Typical.  It’s the last day of instruction for fall quarter and the Latin American Studies graduate lounge is deserted.  The daily copy of the Los Angeles Times on the coffee table is crisply folded, awaiting its first reader.  Cubbies are still stuffed with colorful xeroxed flyers from yesterday.  No slobs have messed up the place yet, spilling coffee or absentmindedly forgetting a library book.  I probably won’t see another human being until noon.  Latin cultures don’t run on the American tyranny of clocks and productivity, so why should Latin Americanists?

My work habits belong in the hard sciences.  Those grad lounges – BioChem, Physics, MatSci, you name it – are already packed with eager beavers and beaverettes, most of them Asian.  They’ve left everything behind to study here, made sacrifices worthy of docudrama.  Me, I’m just an Iowa farmboy used to waking and working at the buttcrack of dawn.  Chores before school before more chores, lather rinse and repeat.  I’ve never out-brillianted anybody in my life, but out-working?  I know all about that.

I shrug out of my backpack and kick back on the ratty orange couch and fire up my laptop, a Dell blowtorch on my crotch.  UCLA is a campus with 100% Wi-Fi coverage, so I could microwave my package anywhere, but I prefer this graduate lounge.  It’s convenient to my triangulation between parking lot #4, Young Research Library, and the Wooden Center Gym.

My inbox is overflowing – with spam, naturally.  I swear to god, UCLA’s IT department has no spam filters on our email servers whatsoever.  But they manage to ban file-sharing, the fuckers.

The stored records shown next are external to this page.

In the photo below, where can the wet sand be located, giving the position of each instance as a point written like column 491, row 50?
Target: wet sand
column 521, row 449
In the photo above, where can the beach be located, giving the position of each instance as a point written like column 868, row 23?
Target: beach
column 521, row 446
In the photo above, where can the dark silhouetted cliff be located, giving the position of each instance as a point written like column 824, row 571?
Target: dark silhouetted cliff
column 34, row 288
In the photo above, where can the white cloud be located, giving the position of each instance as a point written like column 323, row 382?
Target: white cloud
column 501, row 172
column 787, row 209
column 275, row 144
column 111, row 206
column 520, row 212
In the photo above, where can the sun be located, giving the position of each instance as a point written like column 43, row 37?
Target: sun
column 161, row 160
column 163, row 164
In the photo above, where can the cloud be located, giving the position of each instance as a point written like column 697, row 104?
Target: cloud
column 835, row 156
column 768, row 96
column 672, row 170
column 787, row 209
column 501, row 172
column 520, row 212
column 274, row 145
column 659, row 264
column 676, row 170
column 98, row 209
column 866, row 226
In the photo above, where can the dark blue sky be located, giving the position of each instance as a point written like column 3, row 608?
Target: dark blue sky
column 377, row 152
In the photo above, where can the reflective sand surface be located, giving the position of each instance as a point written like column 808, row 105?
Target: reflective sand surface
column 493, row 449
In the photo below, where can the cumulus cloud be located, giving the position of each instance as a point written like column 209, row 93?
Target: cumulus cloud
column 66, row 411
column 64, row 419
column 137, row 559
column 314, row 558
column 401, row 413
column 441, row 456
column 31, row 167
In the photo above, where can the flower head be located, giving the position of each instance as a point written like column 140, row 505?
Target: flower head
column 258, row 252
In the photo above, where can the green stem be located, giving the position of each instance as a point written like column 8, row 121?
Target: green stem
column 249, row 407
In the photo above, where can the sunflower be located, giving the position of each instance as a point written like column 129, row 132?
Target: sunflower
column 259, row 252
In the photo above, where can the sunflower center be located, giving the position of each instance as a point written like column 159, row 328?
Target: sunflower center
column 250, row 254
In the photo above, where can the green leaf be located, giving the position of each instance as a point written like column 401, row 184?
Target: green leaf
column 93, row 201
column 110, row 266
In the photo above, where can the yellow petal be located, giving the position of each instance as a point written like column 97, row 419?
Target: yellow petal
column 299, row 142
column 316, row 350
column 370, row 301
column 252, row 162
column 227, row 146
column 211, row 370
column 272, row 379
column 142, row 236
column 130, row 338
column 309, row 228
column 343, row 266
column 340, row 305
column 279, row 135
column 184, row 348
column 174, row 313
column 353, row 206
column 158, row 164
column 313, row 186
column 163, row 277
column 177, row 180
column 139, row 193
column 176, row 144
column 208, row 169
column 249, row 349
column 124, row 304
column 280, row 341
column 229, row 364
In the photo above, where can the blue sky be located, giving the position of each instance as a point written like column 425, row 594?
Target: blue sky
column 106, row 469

I speed-delete until I come to a subject line with “FW:FW:RE:FW:RE:FW…” spilling off the screen.  What nobody knows about the craggy and intimidating Professor Emeritus Hercules Gutierrez – he’s a closet frammer.  If I had a dollar for every friendly spam he sends my way – jokes, silly pictures, outrageous internet rumors – I’d have all the funding I need.  Instead I grit my teeth and compose a brief reply.  He’s my dissertation advisor, after all.

I also subscribe to a ton of email newsletters, which doesn’t help the inbox bloat.  Most of them are white noise from Latin America, the latest blatherings from this state department of education, that research institute.  Only the newsletters from the Cuban Ministry of Information have any entertainment value.  This one is more typical:

Senor Roberts,

El Centro de Recursos de la Fundacion de SIDA Baja California Norte posee una…

Not that fighting AIDS in Baja California Norte – Tijuana, essentially – isn’t super duper important and all, but what can they do for me?  Gone with a click of the DELETE key.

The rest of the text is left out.